$ Let\;f \in\;\mathcal{C^3(U)\cup C(\bar U)}\;when\;\mathcal U\;is\;an\;open\;and\;bounded\;subset\;of\;\mathbb R^2.\; Assume\;that\;det\mathbf D^2f(x,y)\le 0\; for\; every\;(x,y) \in \mathcal U.$
$Prove\;that\; \max_{\bar U} f\;=\;\max_{boundary\;of\;U} f\; and\; \min_{\bar U} f\;=\;\min_{\mathcal boundary\;of\;U} f\;$
$By\; \mathbf D^2f(x,y) \; we\; denote\; \mathbf D^2f(x,y)\;=\;$$\begin{pmatrix} f_{xx} & f_{xy} \\ f_{yx} & f_{yy} \\ \end{pmatrix}\\$$ \\$ $where \;f_{xx} \; f_{xy}\; f_{yx}\; f_{yy} \; are\; partial\; derivatives\;of\; f $
I tried to prove this by setting $g_\varepsilon (x,y)=f(x,y)+ 2\varepsilon xy\;for\;\varepsilon \gt 0\;and\;\forall (x,y) \in U.$ Then by computing we get $det\mathbf D^2{g_\varepsilon (x,y)}=det\begin{pmatrix} g_\varepsilon{xx} & g_\varepsilon{xy} \\ g_\varepsilon{yx} & g_\varepsilon{yy} \\ \end{pmatrix}=det\begin{pmatrix} f_{xx} & f_{xy}+2\varepsilon \\ f_{yx}+2\varepsilon & f_{yy} \\ \end{pmatrix}=det \mathbf D^2 f(x,y)-4\varepsilon f_{xy}-4\varepsilon^2 \lt 0$ (Note that since $f_{xx}f_{yy}-f_{xy}^2 \le 0$ it follows that $f_{xy} \ge \sqrt{\vert f_{xx}f_{yy}\vert }\gt 0$)
Now, since $g_\varepsilon \in \mathcal C(\bar U)$ it attains its maximum at some point $(x,y) \in \bar U$. If $(x,y) \in U$ I derive a contradiction as follows.
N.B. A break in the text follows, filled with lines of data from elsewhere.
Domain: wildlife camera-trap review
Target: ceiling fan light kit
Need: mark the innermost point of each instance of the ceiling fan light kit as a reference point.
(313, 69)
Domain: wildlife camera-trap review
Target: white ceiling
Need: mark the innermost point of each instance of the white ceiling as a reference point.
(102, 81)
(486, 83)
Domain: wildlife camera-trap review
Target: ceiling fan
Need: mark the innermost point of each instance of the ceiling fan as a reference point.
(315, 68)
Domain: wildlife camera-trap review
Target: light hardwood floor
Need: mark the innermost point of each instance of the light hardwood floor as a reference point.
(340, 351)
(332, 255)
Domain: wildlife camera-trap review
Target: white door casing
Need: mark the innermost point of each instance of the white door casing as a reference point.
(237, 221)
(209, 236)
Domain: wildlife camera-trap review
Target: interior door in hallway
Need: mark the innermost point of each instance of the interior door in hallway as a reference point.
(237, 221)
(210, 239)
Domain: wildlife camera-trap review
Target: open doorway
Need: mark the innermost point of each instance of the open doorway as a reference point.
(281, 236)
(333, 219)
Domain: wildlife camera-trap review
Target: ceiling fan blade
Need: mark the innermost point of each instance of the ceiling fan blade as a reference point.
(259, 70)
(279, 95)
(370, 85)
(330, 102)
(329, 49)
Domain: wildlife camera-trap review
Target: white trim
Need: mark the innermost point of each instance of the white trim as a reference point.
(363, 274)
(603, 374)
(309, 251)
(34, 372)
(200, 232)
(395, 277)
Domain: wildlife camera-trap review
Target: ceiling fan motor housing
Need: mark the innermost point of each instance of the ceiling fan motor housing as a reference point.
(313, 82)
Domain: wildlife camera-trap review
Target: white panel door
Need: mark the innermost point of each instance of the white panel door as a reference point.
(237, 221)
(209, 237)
At a maximum it is necessary that $\mathbf Dg_\varepsilon (x,y)=0$ and $\mathbf D^2{g_\varepsilon (x,y)}$ be negative semi-definite. Thus $\max_{\bar U} g_\varepsilon = \max_{boundary\;of\; U} g_\varepsilon$.
Let $r \gt 0 $ such that $xy \le r^2\;\;\;\forall (x,y) \in U$
$max_{\bar U}f \le \max_{\bar U} g_\varepsilon = \max_{boundary\;of\; U} g_\varepsilon \le \max_{boundary\;of\;U} f + 2\varepsilon r^2$ and by letting $\varepsilon \to 0$ we deduce $\;\;\max_{\bar U} f \le \max_{boundary\;of\;U} f$
However I'm not pretty sure that actually exists such $r$ in $\mathcal U$. Could somebody improve this proof? I would appreciate any other help or hint because I've been stuck for days. Thanks in advance!
Here's a hit to get you started. If $g: \mathbb{R}^2 \to \mathbb{R}$ is $C^2$ and has a local maximum at $x\in \mathbb{R}^2$, then $D^2 g(x) \le 0$, i.e. $D^2 g(x)$ is negative semidefinite.
EDIT: (I typed the above while you were editing, so it looks like you know this already)
OK, you've got the above observation. The next important step is to realize that a positive semidefinite $2 \times 2$ matrix must have non-negative determinant, and a negative semidefinite $2 \times 2$ matrix must also have a non-negative determinant. One possible proof of this is to look at the eigenvalues, which must both have the same sign.
Now, this means that you actually want to show that your perturbation $g_\epsilon$ is such that $\det D^2 g_\epsilon < 0$. In your choice of $g_\epsilon$ you can actually take $\epsilon < 0$ if need be. You can do this based on the sign of $f_{xx} + f_{yy}$ at the point $(x_0,y_0)$ in order to make $\det D^2 g_\epsilon(x_0,y_0) < 0$.